SoundCloud CEO Alexander Ljung
SoundCloud CEO Alexander Ljung speaks during the Digital Life Design conference at HVB Forum in Munich, Jan. 23, 2012. Ljung’s company has reportedly received $70 million from Twitter in a fundraising round. Nadine Rupp/Getty Images

On second thought ...

Twitter Inc. has invested about $70 million in SoundCloud two years after the troubled Silicon Valley microblogging service considered buying the Berlin-based online audio-sharing platform.

The investment is part of a SoundCloud fundraising round of about $100 million, in which the company founded in Stockholm eight years ago is valued at about $700 million, people familiar with the deal told the technology website Recode.

“Earlier this year we made an investment in SoundCloud through Twitter Ventures to help support some of our efforts with creators,” Twitter co-founder and CEO Jack Dorsey said.

Twitter shares rose nearly 5.6 percent to $15.36 on Tuesday, outpacing the broader Standard & Poor's 500 and tech sector stocks. Twitter’s shares are down nearly 34 percent for the year.

Ten-year-old Twitter, which went public in November 2013, has been struggling to grow subscribers and to offer new features to lure new users.
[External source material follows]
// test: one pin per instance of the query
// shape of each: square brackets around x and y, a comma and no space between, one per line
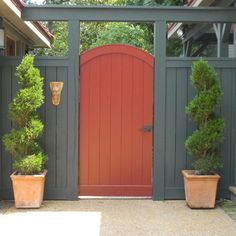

The deal suggests Twitter may seek to integrate subscribers’ ability to easily share audio files, which could provide a useful platform distributing sound files through the microblogging site.

SoundCloud, which is often called the “YouTube for audio” recently rolled out its subscription-based service SoundCloud Go, which has a much larger audio library than other audio-streaming services, and one that gives publishers more freedom to pick which tracks are free and which go behind the paywall.

SoundCloud doesn’t consider itself purely a music-streaming service and has focused on marketing itself as a platform for audio creators to easily publish their works online. A partnership with Twitter could give producers a larger audience.

Twitter is trying to improve its platform to attract new users and retain old ones. It’s currently tweaking its simple 140-character message format to make it easier for users to express themselves with multimedia content.